Ah biz büyükler!
Dün danışmanlık hayatımda bir ilki yaşadım. Geçen haftadan beri dört gözle beklediğim “ebeveynlik eğitimi yapıyor musunuz? diyen, yakında kucaklarına evlatlarını almaya hazırlık yapan çift yıllardır istediğim bir arzuyu bana tattırmıştı.
Araba kullanmadan önce sürücü ehliyeti ne kadar önemliyse evlilik öncesi evlilik ehliyeti, anne-baba olmadan önce de ebeveynlik ehliyeti olmalıdır. Zira her ehliyetin verdiği büyük sorumluluk, emanet edilmiş canlar vardır.
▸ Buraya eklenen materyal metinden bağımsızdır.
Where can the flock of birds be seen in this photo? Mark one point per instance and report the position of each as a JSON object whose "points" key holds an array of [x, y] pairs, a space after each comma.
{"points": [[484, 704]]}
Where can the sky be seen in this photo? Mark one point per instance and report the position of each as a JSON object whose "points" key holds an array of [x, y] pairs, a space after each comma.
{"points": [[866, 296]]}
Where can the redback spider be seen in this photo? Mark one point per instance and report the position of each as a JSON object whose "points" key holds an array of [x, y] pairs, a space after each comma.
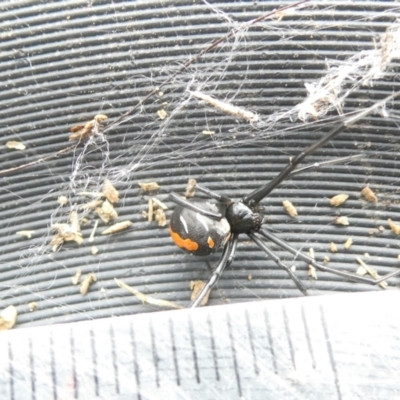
{"points": [[201, 227]]}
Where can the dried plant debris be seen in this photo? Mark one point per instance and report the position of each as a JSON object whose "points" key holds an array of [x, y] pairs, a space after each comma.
{"points": [[83, 132], [109, 191], [27, 234], [208, 133], [8, 318], [13, 144], [118, 227], [196, 287], [87, 281], [394, 227], [342, 221], [155, 211], [149, 186], [107, 212], [311, 269], [67, 232], [91, 237], [226, 107], [94, 250], [191, 188], [147, 299], [366, 269], [369, 195], [338, 200], [76, 278], [333, 247], [162, 114], [348, 243], [92, 205], [63, 200], [290, 208]]}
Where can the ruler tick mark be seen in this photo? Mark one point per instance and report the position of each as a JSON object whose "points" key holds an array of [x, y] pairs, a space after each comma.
{"points": [[270, 341], [250, 332], [135, 364], [94, 358], [213, 349], [171, 331], [289, 337], [196, 367], [74, 377], [235, 365], [330, 352], [309, 343], [154, 351], [114, 356]]}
Hayata tutunmak, geleceği imar etmek, mutlu mesut yaşamak, güzellikleri görebilmek için temeller iyi atılmalıdır. Nasıl ki zemini sağlam atılmayan yapı ayakta duramazsa, temeli doğru bilgi, duygular ve eylemlerle oluşmayan evlilikler de yıkılmaya mahkum olmaktadır.
Hemen hemen her evliliğin ortak kaderi, anne babalar ile mücadele vermekle başlar. Her ne kadar hayatın içinde başarılı olsalar da, aralarında problem olmasa da, anne ve babaları üzmemeleri adına kendi çekirdek aile oluşumuna sıkıntı vermektedir.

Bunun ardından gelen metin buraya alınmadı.